Domestic premises do not require management except to Communal areas (see below) of the building(s).

However, as soon as works are planned to take place within a Domestic property, the property becomes a workplace, which requires Identification and Risk assessment of potential ACM’s under the Health and Safety Act Work Act 1974 and CAR 2012, usually by Management or Refurbishment/ Demolition survey works.

Asbestos survey, domestic premises

When would an asbestos survey be required within a domestic property?


ACM’s may be present if the building was constructed or refurbished before 2000. All asbestos use was prohibited by 1999. You need to do all that you reasonably can to identify any ACM’s in your building(s)/ premises.


Legislation, Regulation and Guidance

Below, in more detail are the relative Laws, Regulations & requirements, taken from HSG 264 Asbestos: The Survey Guide.

‘Duty to Manage’ asbestos does not normally apply to domestic premises, However, the requirements do apply to common parts of premises (Communal areas) but do not place any direct duties on landlords for individual houses or flats.

Communal areas include, but are not restricted to, foyers, corridors, lifts and lift shafts, staircases, Boiler houses, vertical risers, gardens, yards and outhouses.

When managing asbestos, the requirements do not apply to rooms within a private residence.

The Health and Safety at Work etc Act 1974 section 2, requires all employers to conduct their work so their employees will not be exposed to health and safety risks. They should also supply information to other people about their workplace which might affect their health and safety. Section 3 places duties on employers and the self-employed towards people not in their employment and Section 4 contains general duties for anyone who has control, to any extent, over a workplace.

In addition, the Management of Health and Safety at Work Regulations 1999 requires employers to assess the health and safety risks to third parties such as tenants who may be affected by their activities, and to make appropriate arrangements to protect them.
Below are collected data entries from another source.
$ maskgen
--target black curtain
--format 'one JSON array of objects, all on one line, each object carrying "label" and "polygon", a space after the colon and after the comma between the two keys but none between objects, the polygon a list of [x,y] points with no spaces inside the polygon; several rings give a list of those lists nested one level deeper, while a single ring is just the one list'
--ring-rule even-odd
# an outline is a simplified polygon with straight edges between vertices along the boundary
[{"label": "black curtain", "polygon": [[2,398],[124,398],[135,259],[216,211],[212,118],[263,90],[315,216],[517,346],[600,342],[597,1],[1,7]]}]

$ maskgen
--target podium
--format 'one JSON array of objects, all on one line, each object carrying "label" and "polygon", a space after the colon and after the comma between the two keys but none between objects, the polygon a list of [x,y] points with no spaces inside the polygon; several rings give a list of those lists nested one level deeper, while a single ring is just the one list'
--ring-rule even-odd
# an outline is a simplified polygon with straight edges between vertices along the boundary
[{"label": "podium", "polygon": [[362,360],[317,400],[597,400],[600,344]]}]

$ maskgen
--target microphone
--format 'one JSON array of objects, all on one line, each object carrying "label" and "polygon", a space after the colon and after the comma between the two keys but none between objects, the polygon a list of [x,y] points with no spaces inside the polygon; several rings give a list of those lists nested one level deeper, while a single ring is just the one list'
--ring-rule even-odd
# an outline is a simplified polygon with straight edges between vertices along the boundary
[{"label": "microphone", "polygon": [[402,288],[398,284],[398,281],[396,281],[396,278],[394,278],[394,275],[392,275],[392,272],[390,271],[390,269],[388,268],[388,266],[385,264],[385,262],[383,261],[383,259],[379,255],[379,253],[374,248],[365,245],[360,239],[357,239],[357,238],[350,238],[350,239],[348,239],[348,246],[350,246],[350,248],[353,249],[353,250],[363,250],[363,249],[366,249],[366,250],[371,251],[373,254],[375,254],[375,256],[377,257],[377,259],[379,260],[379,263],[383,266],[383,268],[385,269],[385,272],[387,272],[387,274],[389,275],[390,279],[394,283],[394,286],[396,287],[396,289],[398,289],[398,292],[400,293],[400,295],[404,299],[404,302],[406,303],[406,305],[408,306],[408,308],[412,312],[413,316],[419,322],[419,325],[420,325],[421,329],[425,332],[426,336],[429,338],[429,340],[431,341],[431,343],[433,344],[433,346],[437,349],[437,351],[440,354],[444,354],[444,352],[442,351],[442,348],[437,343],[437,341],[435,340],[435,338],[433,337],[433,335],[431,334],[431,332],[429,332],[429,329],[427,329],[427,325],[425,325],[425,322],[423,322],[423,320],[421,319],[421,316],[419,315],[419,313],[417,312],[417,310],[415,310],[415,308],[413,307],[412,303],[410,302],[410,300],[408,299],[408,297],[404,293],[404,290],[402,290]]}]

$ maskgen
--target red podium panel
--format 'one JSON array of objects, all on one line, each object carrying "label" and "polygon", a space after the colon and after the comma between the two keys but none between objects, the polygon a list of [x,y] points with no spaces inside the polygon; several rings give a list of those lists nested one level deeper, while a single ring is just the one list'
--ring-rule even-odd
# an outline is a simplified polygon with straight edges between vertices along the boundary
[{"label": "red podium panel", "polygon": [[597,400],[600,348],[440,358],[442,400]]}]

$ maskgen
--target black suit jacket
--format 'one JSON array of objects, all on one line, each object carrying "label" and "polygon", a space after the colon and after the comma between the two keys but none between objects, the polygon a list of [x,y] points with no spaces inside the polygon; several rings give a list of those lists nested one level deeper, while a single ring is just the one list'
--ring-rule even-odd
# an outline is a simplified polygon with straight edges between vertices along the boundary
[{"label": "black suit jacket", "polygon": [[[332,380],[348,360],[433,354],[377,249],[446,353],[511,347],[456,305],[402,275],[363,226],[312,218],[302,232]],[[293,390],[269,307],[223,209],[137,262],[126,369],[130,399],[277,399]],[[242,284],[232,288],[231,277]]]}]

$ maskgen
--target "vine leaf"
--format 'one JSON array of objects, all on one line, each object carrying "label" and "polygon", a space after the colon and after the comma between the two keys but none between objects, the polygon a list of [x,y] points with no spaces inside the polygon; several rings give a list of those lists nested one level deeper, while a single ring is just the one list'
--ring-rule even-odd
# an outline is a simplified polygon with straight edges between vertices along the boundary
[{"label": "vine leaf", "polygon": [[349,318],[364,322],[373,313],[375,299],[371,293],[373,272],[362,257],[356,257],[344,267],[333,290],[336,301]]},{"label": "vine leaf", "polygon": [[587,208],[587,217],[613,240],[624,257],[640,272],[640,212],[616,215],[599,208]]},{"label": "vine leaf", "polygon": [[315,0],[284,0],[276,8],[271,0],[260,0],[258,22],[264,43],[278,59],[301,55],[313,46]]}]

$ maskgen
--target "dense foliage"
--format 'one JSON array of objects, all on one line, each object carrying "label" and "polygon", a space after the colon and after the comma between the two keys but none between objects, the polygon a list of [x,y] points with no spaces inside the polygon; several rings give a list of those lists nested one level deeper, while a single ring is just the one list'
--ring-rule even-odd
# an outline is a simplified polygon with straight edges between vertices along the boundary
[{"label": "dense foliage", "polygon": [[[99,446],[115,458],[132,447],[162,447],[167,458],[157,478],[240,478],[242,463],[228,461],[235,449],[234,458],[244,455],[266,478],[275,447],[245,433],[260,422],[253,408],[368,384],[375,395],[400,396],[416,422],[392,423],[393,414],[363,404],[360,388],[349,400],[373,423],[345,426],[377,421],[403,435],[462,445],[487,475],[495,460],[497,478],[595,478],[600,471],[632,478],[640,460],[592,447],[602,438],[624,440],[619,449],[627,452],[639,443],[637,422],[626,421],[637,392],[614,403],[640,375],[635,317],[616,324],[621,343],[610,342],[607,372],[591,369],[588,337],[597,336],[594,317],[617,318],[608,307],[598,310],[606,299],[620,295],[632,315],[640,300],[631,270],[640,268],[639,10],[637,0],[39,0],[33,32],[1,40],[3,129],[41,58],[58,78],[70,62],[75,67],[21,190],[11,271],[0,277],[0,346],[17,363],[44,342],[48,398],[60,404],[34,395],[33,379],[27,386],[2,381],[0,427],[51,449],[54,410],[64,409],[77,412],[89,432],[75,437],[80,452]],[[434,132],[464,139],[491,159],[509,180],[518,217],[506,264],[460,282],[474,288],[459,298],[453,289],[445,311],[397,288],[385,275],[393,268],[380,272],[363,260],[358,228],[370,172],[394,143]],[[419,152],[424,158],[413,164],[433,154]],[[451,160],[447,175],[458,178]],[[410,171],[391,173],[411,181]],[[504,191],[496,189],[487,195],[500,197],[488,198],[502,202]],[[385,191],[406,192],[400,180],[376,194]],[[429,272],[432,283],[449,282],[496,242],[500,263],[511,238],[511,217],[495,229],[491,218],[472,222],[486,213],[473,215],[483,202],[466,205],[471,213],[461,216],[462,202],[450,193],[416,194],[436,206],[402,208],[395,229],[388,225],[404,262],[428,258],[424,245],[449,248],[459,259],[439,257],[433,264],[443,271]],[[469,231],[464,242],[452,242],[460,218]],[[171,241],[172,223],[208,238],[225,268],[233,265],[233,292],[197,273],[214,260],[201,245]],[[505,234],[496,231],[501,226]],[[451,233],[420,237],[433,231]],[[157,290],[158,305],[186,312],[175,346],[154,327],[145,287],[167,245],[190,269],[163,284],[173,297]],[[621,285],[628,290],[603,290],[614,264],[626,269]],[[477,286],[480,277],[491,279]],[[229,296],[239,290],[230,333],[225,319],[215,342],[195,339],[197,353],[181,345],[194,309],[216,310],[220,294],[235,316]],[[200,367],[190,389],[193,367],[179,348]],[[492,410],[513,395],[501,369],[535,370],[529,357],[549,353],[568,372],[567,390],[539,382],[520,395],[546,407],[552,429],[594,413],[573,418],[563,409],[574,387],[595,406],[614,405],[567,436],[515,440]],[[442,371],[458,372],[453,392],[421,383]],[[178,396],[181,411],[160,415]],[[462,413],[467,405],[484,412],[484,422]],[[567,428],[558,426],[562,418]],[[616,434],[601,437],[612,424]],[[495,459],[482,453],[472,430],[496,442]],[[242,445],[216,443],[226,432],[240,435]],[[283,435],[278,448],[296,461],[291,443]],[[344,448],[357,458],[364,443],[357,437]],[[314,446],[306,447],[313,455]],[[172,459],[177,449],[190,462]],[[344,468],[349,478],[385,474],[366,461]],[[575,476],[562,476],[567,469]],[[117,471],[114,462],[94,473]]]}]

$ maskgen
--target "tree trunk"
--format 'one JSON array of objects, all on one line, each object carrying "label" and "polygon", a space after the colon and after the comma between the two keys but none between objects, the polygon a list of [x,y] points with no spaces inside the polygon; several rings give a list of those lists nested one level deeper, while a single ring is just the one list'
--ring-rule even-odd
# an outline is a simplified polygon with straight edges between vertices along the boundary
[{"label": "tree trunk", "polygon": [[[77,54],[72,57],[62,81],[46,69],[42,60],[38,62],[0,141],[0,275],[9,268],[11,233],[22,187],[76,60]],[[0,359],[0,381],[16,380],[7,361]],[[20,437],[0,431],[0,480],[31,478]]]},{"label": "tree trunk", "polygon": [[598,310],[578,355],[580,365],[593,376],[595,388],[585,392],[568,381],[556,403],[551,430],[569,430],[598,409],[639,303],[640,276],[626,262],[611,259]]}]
These requirements mean that organisations such as local authorities, housing associations, social housing management companies and others who own, or are responsible for, domestic properties, have legal duties to ensure the health and safety of their staff (and others) in domestic premises used as a place of work. As employers, the organisations also have duties under the general requirements of CAR 2012 to identify asbestos, carry out a risk assessment of work liable to expose employees to asbestos and prepare suitable written plans of work.